Adamsberg marcha dans la pièce, faisant grincer le vieux parquet, secouant la tête.
— Impossible, dit-il.
— Il est à l’étranger ?
— Il est en prison.
— Bon sang.
— Il nous faudrait une autorisation de mise en liberté spéciale.
— Qui peut la donner ?
— Le juge d’application des peines. Dans le cas de notre médecin, il s’agit du vieux juge de Varnier, qui est une sorte de bouc buté et qui ne voudra pas même en entendre parler. Faire sortir un prisonnier de Fleury pour l’envoyer exercer ses talents au chevet d’une vieille femme à Ordebec, c’est un type d’urgence qu’il n’admettra jamais.
— Raymond de Varnier ?
— Oui, dit Adamsberg en continuant à tourner dans la bibliothèque, n’accordant pas un regard au tableau de l’école de Clouet.
— Aucun problème, c’est un ami.
Adamsberg se retourna vers le comte, qui souriait, les sourcils hauts.
— Raymond de Varnier n’a rien à me refuser.
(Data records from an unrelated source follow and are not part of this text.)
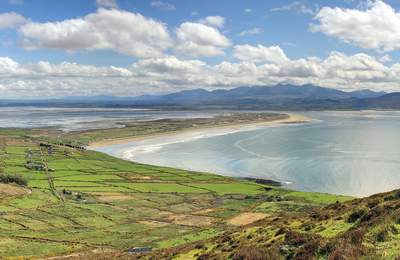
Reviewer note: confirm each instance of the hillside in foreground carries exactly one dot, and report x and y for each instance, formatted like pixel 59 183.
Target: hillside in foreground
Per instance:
pixel 59 200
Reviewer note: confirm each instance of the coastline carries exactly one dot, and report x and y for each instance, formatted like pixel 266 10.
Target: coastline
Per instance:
pixel 292 119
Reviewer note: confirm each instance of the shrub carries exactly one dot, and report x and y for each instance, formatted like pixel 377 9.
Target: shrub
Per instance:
pixel 353 217
pixel 17 179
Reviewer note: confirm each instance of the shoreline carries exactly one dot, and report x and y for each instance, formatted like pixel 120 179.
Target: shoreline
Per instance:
pixel 292 119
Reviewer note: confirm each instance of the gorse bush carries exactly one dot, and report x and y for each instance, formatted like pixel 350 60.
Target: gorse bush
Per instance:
pixel 7 178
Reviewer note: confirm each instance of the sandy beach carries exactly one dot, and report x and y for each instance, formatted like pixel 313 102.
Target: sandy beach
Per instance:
pixel 292 119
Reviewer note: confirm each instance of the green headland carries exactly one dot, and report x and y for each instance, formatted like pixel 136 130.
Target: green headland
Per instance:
pixel 58 198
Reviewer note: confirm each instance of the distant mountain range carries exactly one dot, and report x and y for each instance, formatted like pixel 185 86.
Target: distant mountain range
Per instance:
pixel 286 97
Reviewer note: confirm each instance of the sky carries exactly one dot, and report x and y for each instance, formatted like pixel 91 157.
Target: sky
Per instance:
pixel 133 47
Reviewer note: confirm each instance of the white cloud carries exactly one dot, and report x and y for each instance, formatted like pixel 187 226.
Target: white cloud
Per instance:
pixel 107 29
pixel 252 31
pixel 195 39
pixel 259 53
pixel 163 5
pixel 298 6
pixel 107 3
pixel 11 20
pixel 385 58
pixel 376 27
pixel 215 21
pixel 169 73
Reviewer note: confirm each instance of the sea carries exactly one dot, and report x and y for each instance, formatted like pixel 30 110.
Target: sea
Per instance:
pixel 342 152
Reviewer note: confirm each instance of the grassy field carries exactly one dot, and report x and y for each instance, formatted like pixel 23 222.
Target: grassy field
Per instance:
pixel 85 201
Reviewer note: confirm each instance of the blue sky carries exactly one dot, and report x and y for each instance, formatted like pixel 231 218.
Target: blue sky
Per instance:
pixel 59 48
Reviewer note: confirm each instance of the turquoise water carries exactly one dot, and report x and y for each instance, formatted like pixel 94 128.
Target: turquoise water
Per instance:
pixel 354 153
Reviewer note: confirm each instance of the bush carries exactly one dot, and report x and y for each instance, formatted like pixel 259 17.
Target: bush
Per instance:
pixel 353 217
pixel 17 179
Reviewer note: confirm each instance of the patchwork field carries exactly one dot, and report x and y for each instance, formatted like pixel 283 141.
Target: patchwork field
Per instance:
pixel 79 201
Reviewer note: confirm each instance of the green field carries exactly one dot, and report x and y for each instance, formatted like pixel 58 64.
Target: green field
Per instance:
pixel 87 200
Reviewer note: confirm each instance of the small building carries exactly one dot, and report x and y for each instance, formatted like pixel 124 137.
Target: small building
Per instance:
pixel 136 250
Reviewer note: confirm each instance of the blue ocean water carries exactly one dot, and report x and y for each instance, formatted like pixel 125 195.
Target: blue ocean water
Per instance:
pixel 353 153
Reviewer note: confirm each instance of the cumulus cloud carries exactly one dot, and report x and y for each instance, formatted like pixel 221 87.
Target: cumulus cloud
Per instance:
pixel 375 27
pixel 216 21
pixel 11 20
pixel 259 53
pixel 169 73
pixel 107 3
pixel 196 39
pixel 297 6
pixel 163 5
pixel 252 31
pixel 107 29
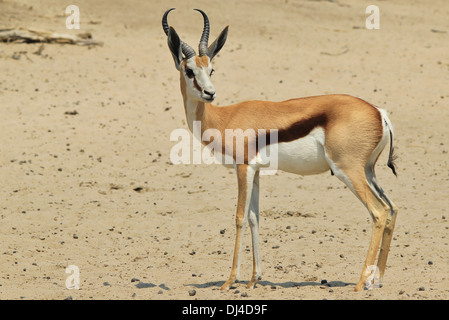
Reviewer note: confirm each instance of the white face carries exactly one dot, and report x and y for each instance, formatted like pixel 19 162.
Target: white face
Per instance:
pixel 197 72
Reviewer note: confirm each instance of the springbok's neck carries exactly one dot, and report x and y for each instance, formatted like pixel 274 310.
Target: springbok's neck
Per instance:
pixel 196 110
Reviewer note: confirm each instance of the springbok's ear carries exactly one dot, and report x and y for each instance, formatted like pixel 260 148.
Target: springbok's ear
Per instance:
pixel 216 46
pixel 174 43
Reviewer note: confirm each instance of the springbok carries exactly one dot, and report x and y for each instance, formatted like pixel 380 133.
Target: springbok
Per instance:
pixel 340 133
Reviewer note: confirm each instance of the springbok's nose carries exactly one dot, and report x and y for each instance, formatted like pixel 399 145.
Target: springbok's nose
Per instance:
pixel 210 93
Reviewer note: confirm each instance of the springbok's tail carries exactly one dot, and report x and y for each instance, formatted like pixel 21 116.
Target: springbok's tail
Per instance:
pixel 392 156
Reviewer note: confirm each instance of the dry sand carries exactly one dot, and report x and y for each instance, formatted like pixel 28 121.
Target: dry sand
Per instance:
pixel 95 188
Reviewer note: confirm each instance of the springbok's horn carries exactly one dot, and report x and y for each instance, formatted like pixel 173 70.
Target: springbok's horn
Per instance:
pixel 205 36
pixel 186 49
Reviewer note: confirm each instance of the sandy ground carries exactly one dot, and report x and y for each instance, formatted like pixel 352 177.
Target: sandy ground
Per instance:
pixel 96 189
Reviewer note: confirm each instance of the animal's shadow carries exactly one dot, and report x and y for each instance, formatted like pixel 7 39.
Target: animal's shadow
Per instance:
pixel 265 283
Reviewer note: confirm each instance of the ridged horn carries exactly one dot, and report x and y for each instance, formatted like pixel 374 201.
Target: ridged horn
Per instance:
pixel 186 49
pixel 205 36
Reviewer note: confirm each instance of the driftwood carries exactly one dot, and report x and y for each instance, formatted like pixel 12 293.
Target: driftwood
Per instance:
pixel 33 35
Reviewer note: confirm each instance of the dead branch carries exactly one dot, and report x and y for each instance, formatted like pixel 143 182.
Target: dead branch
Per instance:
pixel 29 35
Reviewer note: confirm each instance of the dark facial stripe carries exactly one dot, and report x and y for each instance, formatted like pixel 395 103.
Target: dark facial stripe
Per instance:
pixel 197 86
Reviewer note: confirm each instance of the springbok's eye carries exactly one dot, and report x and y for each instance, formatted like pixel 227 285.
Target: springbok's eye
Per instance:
pixel 189 73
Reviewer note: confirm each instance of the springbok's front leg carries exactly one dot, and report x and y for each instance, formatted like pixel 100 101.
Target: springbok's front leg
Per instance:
pixel 254 225
pixel 245 177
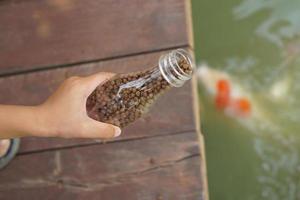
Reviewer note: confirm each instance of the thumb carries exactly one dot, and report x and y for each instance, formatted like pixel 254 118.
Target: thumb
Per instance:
pixel 100 130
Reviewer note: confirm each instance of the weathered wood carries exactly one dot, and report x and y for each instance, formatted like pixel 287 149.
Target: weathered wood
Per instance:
pixel 156 168
pixel 171 114
pixel 35 33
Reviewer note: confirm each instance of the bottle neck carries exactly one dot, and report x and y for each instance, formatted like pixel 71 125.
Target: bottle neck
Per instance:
pixel 176 67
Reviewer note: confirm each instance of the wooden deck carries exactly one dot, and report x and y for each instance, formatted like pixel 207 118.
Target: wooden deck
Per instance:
pixel 160 157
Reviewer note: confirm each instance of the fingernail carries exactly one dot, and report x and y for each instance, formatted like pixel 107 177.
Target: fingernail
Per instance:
pixel 117 131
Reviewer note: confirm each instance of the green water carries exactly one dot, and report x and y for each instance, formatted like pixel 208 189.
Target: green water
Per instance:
pixel 257 42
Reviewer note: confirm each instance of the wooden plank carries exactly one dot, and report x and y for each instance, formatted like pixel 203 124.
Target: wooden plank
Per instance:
pixel 36 34
pixel 155 168
pixel 172 113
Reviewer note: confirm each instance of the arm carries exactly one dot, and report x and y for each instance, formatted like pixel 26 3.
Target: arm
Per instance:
pixel 62 115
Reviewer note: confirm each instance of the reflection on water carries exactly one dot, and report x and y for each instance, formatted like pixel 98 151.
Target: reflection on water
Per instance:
pixel 257 43
pixel 282 22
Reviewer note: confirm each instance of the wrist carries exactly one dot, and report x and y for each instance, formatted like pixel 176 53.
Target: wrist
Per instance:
pixel 42 127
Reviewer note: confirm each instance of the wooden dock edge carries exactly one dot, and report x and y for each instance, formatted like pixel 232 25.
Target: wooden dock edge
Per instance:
pixel 205 195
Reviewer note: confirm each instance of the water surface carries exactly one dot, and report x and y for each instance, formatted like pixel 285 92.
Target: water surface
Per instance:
pixel 257 42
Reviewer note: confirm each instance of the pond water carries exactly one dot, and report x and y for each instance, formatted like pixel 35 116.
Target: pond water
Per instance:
pixel 256 43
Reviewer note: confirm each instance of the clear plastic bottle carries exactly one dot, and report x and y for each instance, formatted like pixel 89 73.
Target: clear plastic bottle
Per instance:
pixel 126 97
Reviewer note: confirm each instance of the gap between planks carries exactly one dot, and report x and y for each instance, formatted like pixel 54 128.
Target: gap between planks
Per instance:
pixel 105 142
pixel 52 67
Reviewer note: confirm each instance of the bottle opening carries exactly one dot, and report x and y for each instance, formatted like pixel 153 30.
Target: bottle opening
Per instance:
pixel 176 67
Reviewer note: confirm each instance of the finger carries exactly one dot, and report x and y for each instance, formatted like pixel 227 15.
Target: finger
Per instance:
pixel 95 129
pixel 91 82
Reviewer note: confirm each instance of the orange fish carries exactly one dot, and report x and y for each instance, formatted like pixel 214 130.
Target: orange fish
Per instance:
pixel 240 106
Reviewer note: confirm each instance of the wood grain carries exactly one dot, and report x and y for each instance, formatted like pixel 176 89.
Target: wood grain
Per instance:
pixel 172 113
pixel 36 34
pixel 165 167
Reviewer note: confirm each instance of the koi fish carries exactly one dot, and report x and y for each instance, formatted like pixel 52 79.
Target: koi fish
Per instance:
pixel 228 97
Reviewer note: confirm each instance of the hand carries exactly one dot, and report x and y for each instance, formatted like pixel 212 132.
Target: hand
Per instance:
pixel 64 113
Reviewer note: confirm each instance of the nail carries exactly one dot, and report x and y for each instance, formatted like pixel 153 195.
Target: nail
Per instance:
pixel 117 131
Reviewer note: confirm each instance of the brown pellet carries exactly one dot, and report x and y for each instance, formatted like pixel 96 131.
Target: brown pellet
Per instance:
pixel 124 98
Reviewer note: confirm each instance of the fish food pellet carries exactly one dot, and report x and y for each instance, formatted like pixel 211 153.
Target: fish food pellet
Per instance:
pixel 126 97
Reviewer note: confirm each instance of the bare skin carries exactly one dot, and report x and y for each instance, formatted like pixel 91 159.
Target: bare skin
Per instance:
pixel 4 146
pixel 63 114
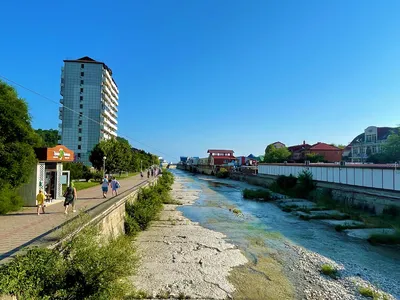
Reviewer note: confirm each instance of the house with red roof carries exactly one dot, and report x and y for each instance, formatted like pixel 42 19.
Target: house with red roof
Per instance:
pixel 299 152
pixel 329 152
pixel 221 157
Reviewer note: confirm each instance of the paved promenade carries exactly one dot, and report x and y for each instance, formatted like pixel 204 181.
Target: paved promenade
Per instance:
pixel 25 227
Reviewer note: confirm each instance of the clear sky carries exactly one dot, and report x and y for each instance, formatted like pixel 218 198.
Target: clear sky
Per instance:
pixel 205 74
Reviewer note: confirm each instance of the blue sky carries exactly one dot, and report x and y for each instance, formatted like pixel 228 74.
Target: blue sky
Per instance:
pixel 205 74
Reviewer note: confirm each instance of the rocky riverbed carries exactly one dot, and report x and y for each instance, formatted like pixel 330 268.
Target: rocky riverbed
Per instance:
pixel 181 259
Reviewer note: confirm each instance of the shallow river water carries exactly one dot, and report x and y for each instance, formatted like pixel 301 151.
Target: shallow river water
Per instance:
pixel 259 220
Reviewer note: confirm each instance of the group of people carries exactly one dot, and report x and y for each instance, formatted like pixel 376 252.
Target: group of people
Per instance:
pixel 153 171
pixel 113 183
pixel 70 196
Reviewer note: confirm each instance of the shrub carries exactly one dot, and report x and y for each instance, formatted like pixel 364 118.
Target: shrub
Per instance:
pixel 329 271
pixel 10 200
pixel 286 182
pixel 90 267
pixel 222 173
pixel 392 210
pixel 366 292
pixel 388 239
pixel 256 194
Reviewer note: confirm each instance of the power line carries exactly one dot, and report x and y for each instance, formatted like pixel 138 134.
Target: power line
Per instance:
pixel 82 115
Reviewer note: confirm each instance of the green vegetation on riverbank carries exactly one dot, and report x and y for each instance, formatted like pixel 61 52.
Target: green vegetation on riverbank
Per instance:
pixel 258 194
pixel 89 267
pixel 148 204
On fera venir votre expert.
— Il vous faudra un motif solide, véritable et vérifiable.
— Depuis quand nos juges en ont-ils besoin ? Pas depuis saint Louis. Notez-moi seulement le nom de ce médecin et son lieu de détention. J’appellerai Varnier à l’aube, on peut espérer avoir cet homme ici demain soir.
Adamsberg regarda Danglard, qui hocha la tête, approbateur. Adamsberg s’en voulait d’avoir compris un peu tard. Dès que le Dr Merlan avait parlé irrévérencieusement de Léo comme d’une machine en panne, il aurait dû penser au médecin prisonnier, qui employait lui-même ce terme. Il l’avait sans doute fait mais il n’en avait pas eu conscience. Pas même quand Lina avait répété ce mot de « machine ». Mais assez pour l’écrire sur sa serviette de table. Le comte lui tendit un bloc et il y inscrivit les renseignements.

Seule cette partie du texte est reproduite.